Atrás queda una Adelina Patti, diva de divas que después de una ópera entera se hacia traer el piano a escena para bisar la escena de la locura de Lucia o alguna otra «pavadita» desatando la ira del inefable Corno di Bassetto (léase Bernard Shaw). A los divos de ópera y ballet y algún director o instrumentista les está reservada esa ovación orgásmica, que los simples mortales jamás conoceremos. Tocan un lugar que dispara la catarsis de latinos, anglos, asiáticos, eslavos o teutones que motiva el prohibido bis en plena función, caso sexteto de Lucia con Callas y Karajan en Berlín 1955. Ni las ovaciones interminables a Leontyne Price, Montserrat Caballé, Leonie Rysanek o Joan Sutherland superan el record obtenido por Luciano Pavarotti en un Elisir berlinés con 165 telones y 67 minutos de delirio superado por Domingo que quebró el Guinnes con 80 minutos en Viena después de Otello en 1991, no lejos están Fonteyn & Nureyev… Como en los deportes, los fans se disputan la supremacía de su ídolo, algunos agradecen con incontables bises, caso Marilyn Horne, Evgeny Kissin o Jonas Kaufmann, otros son mas reticentes, por no decir amarretes. La soberana Schwarzkopf bajaba la tapa del piano y sonreía: niños, se acabó.
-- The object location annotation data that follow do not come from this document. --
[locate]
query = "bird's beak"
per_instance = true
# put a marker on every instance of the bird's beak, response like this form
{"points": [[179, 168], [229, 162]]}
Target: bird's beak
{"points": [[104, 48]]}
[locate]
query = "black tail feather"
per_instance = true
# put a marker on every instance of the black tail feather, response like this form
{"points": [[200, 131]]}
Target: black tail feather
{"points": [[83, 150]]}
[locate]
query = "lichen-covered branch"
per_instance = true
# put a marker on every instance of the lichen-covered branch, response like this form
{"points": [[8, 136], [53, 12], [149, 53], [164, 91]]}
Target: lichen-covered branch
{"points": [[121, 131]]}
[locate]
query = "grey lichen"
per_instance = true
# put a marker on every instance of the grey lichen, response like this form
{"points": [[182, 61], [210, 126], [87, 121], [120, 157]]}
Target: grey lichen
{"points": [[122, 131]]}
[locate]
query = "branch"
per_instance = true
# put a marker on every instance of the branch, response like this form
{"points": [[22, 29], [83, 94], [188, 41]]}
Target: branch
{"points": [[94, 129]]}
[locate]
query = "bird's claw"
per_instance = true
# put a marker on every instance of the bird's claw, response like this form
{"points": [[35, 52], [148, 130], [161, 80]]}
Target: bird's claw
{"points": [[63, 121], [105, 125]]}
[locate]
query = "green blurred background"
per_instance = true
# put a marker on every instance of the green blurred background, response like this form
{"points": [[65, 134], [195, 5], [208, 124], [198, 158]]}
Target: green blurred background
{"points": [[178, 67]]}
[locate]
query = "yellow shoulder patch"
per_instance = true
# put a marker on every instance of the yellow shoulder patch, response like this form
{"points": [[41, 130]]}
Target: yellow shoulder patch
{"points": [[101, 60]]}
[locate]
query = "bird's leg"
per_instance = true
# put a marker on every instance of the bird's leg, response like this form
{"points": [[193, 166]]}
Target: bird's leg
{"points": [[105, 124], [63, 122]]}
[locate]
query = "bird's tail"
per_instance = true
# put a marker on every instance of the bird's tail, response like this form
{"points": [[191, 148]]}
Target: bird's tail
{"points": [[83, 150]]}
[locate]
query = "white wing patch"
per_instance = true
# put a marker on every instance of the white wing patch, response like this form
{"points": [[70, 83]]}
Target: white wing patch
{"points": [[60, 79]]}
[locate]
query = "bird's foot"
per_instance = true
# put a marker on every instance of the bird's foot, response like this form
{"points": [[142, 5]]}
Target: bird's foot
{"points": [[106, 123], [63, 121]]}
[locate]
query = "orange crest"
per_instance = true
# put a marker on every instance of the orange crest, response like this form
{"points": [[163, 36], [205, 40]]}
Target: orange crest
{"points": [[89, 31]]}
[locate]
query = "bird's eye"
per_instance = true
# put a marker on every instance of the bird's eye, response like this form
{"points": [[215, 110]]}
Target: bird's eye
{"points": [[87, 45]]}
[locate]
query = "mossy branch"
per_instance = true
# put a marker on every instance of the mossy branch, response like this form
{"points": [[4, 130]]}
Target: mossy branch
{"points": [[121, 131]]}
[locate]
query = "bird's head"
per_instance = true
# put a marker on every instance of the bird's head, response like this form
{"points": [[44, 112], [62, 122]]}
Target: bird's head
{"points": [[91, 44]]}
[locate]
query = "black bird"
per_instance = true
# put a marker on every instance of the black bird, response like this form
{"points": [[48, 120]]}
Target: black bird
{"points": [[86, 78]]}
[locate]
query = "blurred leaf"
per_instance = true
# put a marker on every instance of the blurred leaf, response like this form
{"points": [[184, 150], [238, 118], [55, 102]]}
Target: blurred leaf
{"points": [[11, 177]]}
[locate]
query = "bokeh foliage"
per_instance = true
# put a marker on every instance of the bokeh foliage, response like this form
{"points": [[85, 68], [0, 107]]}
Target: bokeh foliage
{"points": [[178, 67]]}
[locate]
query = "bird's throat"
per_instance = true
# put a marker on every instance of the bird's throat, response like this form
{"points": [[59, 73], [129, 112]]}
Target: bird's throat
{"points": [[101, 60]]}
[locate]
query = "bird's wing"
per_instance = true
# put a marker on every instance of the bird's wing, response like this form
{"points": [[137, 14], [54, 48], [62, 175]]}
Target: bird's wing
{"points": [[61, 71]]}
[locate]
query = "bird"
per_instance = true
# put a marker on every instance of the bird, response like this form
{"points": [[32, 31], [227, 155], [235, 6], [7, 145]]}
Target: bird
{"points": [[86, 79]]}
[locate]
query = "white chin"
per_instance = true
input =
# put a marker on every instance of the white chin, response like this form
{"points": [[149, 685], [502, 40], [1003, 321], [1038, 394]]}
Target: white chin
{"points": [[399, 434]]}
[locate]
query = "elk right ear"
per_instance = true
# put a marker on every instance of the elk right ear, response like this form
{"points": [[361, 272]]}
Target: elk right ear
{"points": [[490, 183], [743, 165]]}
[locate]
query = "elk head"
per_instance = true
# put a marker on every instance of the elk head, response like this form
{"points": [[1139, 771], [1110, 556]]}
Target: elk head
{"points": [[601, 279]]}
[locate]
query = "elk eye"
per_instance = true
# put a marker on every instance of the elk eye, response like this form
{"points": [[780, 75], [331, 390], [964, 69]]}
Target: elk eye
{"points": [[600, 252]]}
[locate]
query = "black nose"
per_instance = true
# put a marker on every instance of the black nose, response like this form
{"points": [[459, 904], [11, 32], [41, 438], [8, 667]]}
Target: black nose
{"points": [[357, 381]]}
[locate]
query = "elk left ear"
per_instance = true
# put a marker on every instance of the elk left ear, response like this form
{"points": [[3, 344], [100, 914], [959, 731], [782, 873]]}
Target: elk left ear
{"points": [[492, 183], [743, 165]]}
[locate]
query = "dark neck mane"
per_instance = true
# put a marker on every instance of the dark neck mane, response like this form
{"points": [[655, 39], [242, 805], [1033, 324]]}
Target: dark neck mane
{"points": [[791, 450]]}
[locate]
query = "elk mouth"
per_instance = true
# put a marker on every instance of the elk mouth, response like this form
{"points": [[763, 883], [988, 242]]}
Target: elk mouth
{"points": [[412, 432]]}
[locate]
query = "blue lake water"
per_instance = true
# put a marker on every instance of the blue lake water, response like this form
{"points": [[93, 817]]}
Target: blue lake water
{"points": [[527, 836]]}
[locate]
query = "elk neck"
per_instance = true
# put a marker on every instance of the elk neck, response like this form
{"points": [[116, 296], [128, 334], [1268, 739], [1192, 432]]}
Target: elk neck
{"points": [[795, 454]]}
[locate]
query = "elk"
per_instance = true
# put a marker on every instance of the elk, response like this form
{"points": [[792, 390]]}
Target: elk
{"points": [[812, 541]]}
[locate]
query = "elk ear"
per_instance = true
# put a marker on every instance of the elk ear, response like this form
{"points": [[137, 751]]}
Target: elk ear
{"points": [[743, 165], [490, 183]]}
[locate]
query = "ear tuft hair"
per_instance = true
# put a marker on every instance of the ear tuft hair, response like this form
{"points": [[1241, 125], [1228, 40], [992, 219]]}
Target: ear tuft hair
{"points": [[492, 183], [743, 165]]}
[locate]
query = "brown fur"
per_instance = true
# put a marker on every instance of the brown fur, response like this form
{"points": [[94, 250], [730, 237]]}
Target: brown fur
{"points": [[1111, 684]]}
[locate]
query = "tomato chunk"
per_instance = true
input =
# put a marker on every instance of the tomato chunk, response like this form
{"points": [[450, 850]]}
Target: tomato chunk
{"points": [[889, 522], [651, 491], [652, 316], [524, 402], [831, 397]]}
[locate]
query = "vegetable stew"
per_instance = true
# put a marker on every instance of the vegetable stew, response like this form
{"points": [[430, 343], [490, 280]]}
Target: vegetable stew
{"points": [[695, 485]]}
Maria Callas y Fedora Barbieri en la Scala

Imposible entonces no remontarme al Teatro Colón de Buenos Aires, público entusiasta si lo hay, donde era leyenda la ovación a Renata Tebaldi después de Vissi d’arte, a Christa Ludwig quebrando el sacrosanto Wagner con su Entweihte Götter! y a Birgit Nilsson y Jon Vickers después de cinco horas de Tristan, tan larga e insistente que la administración del teatro mandó bajar el telón de incendios para que el público abandonara la sala. No viví algo así pero, tan inolvidable y emocionante como debió haber sido la despedida a Callas del público mexicano cantándole La golondrina en 1952, sí la que recibió Maya Plisestkaya (acostumbrada a monumentales ovaciones) cuando no sólo debió bisar La muerte del cisne sino que paralizada de emoción contemplaba a cuatro mil personas agitando los pañuelos del adiós. Experiencia intransferible y esporádica. Por eso, cuando aplauda déjese llevar no sin antes detenerse a reflexionar si vale la pena lo que aplaude.  Recuerde: un buen aplausómetro combate la aplauditis y otorga al César lo que es del César.